A realidade é abrangente; ela é experimentada e dada em uma coincidência que supera a separação sujeito-objeto do conhecimento. Enquanto considerarmos a relação sujeito-objeto como primária, é impossível reconhecer a natureza enraizada do real. O real não poderia ser envolvente se aparecesse apenas no contato objetivo face a face. Se a presença fosse desse tipo, seria relativa ao sujeito. A realidade envolvente tem o sentido de anterioridade, e é na anterioridade que reside o enraizamento. O sujeito do conhecimento é atravessado pelo surgimento de um "já-aí", uma primeira instalação, e é isso que o situa na cena do real, uma cena que não pode ser reduzida à cena da objetivação.
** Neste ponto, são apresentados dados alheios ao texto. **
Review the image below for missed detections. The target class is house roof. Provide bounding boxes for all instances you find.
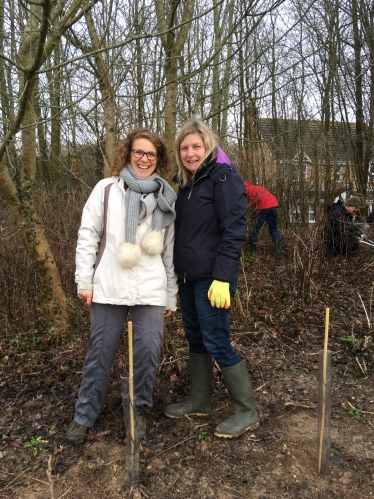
[258,118,355,164]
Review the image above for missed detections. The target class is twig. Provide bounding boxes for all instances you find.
[342,402,374,416]
[58,487,71,499]
[0,468,32,492]
[210,404,229,412]
[284,402,317,409]
[220,477,248,498]
[46,454,55,499]
[87,430,110,440]
[357,293,372,331]
[138,483,150,499]
[103,457,123,466]
[356,355,366,376]
[253,380,270,392]
[150,436,196,461]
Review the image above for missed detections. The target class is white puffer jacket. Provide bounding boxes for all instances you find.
[75,177,178,311]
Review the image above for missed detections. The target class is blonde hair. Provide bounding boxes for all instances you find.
[174,118,218,187]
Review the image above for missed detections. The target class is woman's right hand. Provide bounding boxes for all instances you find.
[78,289,93,307]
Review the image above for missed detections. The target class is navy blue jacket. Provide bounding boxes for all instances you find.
[174,148,247,282]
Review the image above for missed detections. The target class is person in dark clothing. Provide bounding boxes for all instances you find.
[324,196,361,258]
[165,119,260,438]
[365,210,374,229]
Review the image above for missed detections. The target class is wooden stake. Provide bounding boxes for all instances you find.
[128,321,135,456]
[318,308,330,473]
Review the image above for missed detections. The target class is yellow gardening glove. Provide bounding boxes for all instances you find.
[208,281,230,308]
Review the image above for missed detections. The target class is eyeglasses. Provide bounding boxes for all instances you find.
[131,149,157,161]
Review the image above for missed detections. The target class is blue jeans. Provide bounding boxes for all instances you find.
[179,279,241,367]
[249,208,282,244]
[74,303,164,427]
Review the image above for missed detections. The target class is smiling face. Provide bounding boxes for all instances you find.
[345,206,358,214]
[130,138,157,178]
[179,133,206,173]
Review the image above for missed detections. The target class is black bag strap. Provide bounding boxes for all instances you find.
[95,183,113,269]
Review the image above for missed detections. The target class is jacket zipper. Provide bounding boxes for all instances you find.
[183,175,208,284]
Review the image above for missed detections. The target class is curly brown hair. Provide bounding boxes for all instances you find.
[110,128,169,178]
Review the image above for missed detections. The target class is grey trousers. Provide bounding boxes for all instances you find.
[74,303,164,427]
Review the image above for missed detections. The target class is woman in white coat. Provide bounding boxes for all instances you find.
[66,128,177,444]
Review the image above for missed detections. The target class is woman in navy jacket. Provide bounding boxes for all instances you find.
[165,119,259,438]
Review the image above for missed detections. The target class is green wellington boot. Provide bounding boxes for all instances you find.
[214,360,260,438]
[274,241,284,255]
[165,352,213,418]
[249,243,257,255]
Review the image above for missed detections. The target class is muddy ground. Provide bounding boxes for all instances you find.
[0,241,374,499]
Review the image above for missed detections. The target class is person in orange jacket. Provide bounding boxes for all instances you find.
[244,182,283,255]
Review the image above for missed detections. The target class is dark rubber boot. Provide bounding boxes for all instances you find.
[165,352,213,418]
[214,360,260,438]
[249,243,257,255]
[274,241,284,255]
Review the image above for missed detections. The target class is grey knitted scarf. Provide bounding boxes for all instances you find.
[119,165,177,244]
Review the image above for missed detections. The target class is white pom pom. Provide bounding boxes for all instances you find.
[140,230,164,256]
[117,243,141,269]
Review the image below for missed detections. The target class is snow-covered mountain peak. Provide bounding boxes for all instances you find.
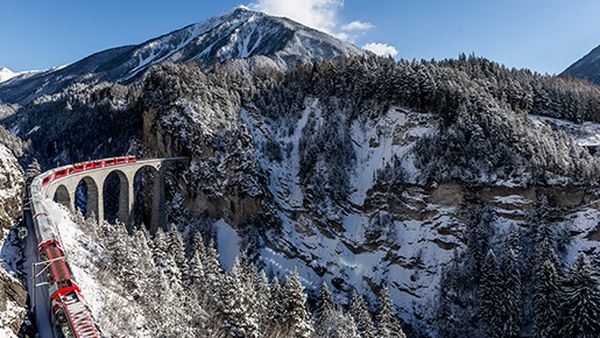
[0,67,17,82]
[0,7,369,103]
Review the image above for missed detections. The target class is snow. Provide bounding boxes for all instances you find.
[240,99,314,210]
[0,298,26,338]
[563,206,600,264]
[0,67,17,82]
[215,219,241,271]
[529,115,600,146]
[44,199,153,337]
[27,125,41,136]
[350,108,434,205]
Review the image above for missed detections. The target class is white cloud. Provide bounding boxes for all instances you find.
[342,21,375,31]
[250,0,344,34]
[362,42,398,57]
[249,0,398,48]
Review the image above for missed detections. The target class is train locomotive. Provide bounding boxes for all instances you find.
[30,156,136,338]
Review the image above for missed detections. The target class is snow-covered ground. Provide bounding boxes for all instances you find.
[529,115,600,146]
[45,200,153,337]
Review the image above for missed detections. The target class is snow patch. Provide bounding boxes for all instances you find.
[215,219,241,271]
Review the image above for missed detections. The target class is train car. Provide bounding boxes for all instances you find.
[29,174,101,338]
[38,239,100,338]
[42,155,137,187]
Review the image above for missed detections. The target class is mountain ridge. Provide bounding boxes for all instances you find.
[561,45,600,84]
[0,7,370,104]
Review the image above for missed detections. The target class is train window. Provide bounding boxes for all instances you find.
[42,174,52,185]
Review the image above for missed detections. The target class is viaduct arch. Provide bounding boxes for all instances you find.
[44,157,188,232]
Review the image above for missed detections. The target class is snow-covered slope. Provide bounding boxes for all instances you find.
[0,67,17,82]
[0,144,27,337]
[0,7,369,103]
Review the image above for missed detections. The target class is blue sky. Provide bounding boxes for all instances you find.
[0,0,600,73]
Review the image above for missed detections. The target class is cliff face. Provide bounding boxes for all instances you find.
[136,60,600,331]
[0,145,27,337]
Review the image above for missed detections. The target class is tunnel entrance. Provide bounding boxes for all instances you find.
[74,177,98,219]
[102,170,129,224]
[52,185,71,209]
[133,166,160,230]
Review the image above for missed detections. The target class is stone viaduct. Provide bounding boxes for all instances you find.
[45,157,188,231]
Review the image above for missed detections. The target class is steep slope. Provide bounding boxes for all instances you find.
[0,67,17,82]
[562,46,600,84]
[135,58,600,336]
[0,144,27,337]
[0,8,368,103]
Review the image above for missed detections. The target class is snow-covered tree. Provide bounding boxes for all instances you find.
[348,290,377,338]
[218,259,259,338]
[204,241,224,295]
[282,268,313,338]
[377,285,406,338]
[479,249,503,337]
[315,309,364,338]
[560,255,600,338]
[533,260,562,338]
[313,281,334,323]
[496,245,523,338]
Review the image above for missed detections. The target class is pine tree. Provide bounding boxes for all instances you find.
[377,285,406,338]
[316,309,362,338]
[496,245,523,337]
[348,290,377,338]
[219,259,259,337]
[478,249,503,337]
[204,241,224,294]
[254,271,271,332]
[533,260,561,338]
[266,277,285,337]
[560,255,600,338]
[167,226,189,285]
[313,281,334,322]
[282,268,313,338]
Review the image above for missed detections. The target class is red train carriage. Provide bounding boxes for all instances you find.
[42,156,137,186]
[38,239,100,338]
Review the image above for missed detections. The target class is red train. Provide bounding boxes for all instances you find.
[38,239,100,338]
[42,156,136,186]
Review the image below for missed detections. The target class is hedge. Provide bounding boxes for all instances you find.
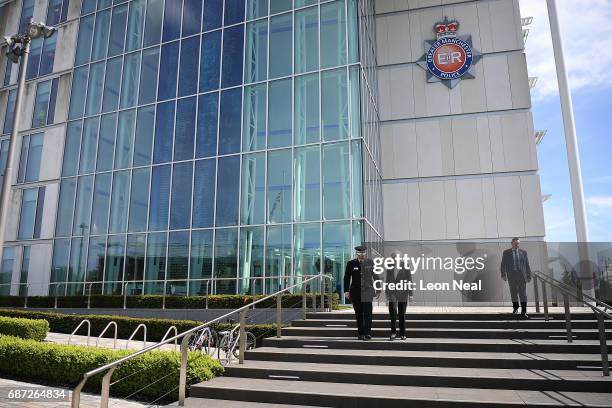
[0,316,49,341]
[0,309,276,344]
[0,336,223,402]
[0,293,339,309]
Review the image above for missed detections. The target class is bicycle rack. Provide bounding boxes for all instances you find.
[96,320,117,349]
[68,319,91,346]
[125,323,147,350]
[160,326,178,350]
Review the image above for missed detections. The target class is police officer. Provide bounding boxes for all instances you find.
[344,245,374,340]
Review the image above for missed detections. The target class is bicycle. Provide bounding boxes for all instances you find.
[217,324,256,365]
[189,327,219,355]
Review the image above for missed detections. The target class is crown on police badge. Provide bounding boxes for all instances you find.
[434,16,459,38]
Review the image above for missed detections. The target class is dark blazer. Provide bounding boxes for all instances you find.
[344,259,374,301]
[500,248,531,282]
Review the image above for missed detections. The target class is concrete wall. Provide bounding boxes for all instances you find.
[376,0,544,241]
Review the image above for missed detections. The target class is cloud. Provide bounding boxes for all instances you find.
[520,0,612,101]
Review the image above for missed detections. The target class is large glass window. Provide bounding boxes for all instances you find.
[221,24,244,87]
[321,0,346,68]
[321,68,349,141]
[174,96,196,160]
[267,149,292,223]
[214,228,238,295]
[200,31,221,92]
[219,88,242,154]
[270,13,292,78]
[170,162,193,229]
[196,92,219,157]
[242,84,267,151]
[293,146,321,221]
[153,101,174,163]
[128,167,151,232]
[216,156,240,227]
[90,173,112,235]
[295,73,321,145]
[178,37,200,96]
[244,19,268,83]
[240,153,266,225]
[192,159,216,228]
[268,79,293,148]
[109,170,130,233]
[149,165,170,231]
[323,142,351,220]
[295,7,319,73]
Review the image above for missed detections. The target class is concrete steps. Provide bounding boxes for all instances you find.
[187,312,612,408]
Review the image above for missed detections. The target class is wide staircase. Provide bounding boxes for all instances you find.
[185,312,612,408]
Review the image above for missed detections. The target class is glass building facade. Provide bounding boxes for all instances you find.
[3,0,382,295]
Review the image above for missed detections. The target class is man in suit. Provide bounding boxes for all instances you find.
[501,237,531,319]
[344,245,374,340]
[386,253,412,341]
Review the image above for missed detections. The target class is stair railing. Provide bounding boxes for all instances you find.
[71,274,332,408]
[532,271,612,377]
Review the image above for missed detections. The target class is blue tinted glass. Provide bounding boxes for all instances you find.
[193,159,216,228]
[204,0,223,31]
[108,4,128,56]
[170,162,193,229]
[162,0,183,42]
[55,178,76,237]
[115,109,136,169]
[134,106,155,166]
[200,31,221,92]
[79,116,100,174]
[221,24,244,87]
[219,88,242,154]
[144,0,164,47]
[153,101,174,163]
[91,10,111,61]
[174,96,196,161]
[179,37,200,96]
[182,0,203,37]
[128,167,151,232]
[215,156,240,226]
[138,47,159,105]
[74,14,96,65]
[102,57,123,112]
[91,173,112,234]
[68,65,89,119]
[223,0,244,25]
[96,113,117,171]
[196,92,219,157]
[157,41,179,101]
[149,165,170,231]
[62,120,83,177]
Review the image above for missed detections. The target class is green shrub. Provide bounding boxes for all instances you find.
[0,316,49,341]
[0,336,223,401]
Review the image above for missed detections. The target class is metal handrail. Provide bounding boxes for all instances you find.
[71,274,332,408]
[68,319,91,346]
[96,320,117,349]
[125,323,147,350]
[532,271,612,377]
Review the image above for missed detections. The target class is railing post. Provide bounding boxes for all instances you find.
[563,292,572,343]
[179,333,193,406]
[597,313,610,377]
[100,366,117,408]
[238,309,246,364]
[276,293,283,339]
[542,281,548,321]
[533,275,540,313]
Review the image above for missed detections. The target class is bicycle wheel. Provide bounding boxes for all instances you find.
[234,332,257,358]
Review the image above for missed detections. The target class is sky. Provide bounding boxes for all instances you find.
[519,0,612,242]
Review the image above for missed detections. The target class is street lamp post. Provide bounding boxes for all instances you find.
[0,22,56,272]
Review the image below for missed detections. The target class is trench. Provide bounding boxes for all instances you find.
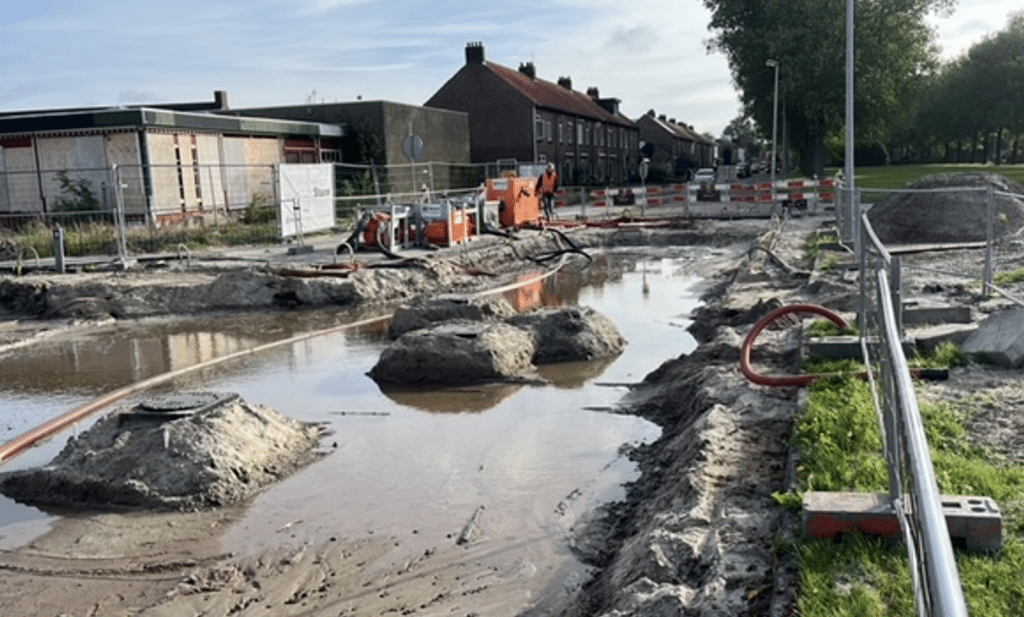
[0,248,714,613]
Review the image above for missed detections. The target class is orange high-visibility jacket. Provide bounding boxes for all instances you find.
[537,170,558,195]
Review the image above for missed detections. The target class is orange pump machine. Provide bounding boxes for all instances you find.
[416,201,473,247]
[487,176,541,227]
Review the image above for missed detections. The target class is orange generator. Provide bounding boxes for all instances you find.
[487,176,541,227]
[423,208,472,247]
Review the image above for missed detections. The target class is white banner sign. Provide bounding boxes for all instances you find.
[278,163,335,237]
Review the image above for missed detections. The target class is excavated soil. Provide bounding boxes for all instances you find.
[0,189,1024,617]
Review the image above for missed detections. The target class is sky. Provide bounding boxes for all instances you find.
[0,0,1021,136]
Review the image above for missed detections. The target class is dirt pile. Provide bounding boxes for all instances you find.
[508,306,626,364]
[369,296,626,384]
[388,294,515,339]
[571,214,835,617]
[867,173,1024,245]
[0,393,322,510]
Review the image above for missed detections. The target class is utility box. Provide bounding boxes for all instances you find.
[487,176,541,227]
[416,200,473,247]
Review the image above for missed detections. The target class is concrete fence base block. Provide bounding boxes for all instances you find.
[964,309,1024,368]
[804,491,1002,553]
[903,306,973,325]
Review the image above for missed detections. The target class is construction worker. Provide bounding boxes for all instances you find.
[537,163,558,221]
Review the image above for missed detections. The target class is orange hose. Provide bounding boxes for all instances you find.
[739,304,849,386]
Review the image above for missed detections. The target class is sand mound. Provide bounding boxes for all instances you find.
[867,173,1024,245]
[0,393,323,510]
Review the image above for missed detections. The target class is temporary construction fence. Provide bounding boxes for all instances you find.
[590,178,836,217]
[858,208,968,617]
[851,182,1024,617]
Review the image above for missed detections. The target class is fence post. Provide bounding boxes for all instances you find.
[982,184,995,298]
[114,164,128,268]
[889,255,903,335]
[53,224,65,274]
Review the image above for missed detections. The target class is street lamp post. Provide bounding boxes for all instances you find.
[765,59,778,191]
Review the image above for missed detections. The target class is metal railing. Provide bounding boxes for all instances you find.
[858,209,968,617]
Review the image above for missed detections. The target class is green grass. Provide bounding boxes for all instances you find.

No entanto, é permitido pensar que a objetivação, precisamente porque coloca e instala as coisas "diante" de nós, no limite que nos separa delas, reflete a anterioridade do ser. Não é essa a função da limitação? Pode haver algo na própria constituição da aparência que reflita a anterioridade do ser: em sua estrutura horizontal. Um horizonte delimitador transborda toda presença circunscrita e funda a possibilidade de acolher o ser-em-si. Uma meditação sobre a função do horizonte e sua relação com o afeto seria de grande interesse.

Como é possível que o homem se abra para o que as coisas são em si mesmas? Bollnow não responde a essa pergunta adequadamente, pois se contenta em descrever a experiência dessa abertura sem identificar os pré-requisitos. Um desses pré-requisitos é a natureza da luz. Se o ser-em-si se revela ao conhecimento, é porque se dá ao conhecimento e não se absorve nele. Há uma unidade em jogo entre o conhecimento e a existência, cuja complexidade nos faz questionar novamente. Falamos de complexidade porque as noções de "luz" e "aparecimento" parecem implicar em uma articulação de vários níveis. No nível do conhecimento objetivo, e de forma idêntica à operação do horizonte, o ser se dá como um antecedente: se revela ao conhecimento transbordando-o. Mas como o conhecimento é precisamente o conhecimento desse transbordamento, há uma identidade entre o ser e o aparecer. Essa identidade não é, no entanto, um caráter do fenômeno, ou seja, não é alcançada no nível da objetivação face a face. Essa identidade existiria em um plano anterior ao conhecimento, um plano que constituiria o fundamento do conhecimento. De uma forma poética e intuitiva, talvez seja isso que Nietzsche   evocou quando falou do sono do deus Pan afogado em uma teia de luz. O fato de que o ser se revela no conhecimento, ao mesmo tempo em que se afasta dele, não é um sintoma do fato de que ele é o portador do aparecimento e constitui o segredo da identidade absoluta do ser e do aparecimento? Uma identidade que não pode ser entendida em termos de uma presença facial, uma face objetiva, mas sim como uma coincidência. Coincidência significa completude, simbolizada pela circularidade do ser. No nível da presença objetiva, do transbordamento do ser circunscrito pelo horizonte, a adequação do ser e do conhecimento é inatingível; no entanto, essa adequação é indicada pela própria presença daquilo que transborda e se atesta no limite. Assim, a adequação do ser a si mesmo é anunciada como ocorrendo antes do aparecimento objetivo, e só pode significar uma coisa: a identidade absoluta do ser e do conhecimento, a vinda do ser a si mesmo em uma experiência de si mesmo em si mesmo. É sobre isso que precisamos meditar.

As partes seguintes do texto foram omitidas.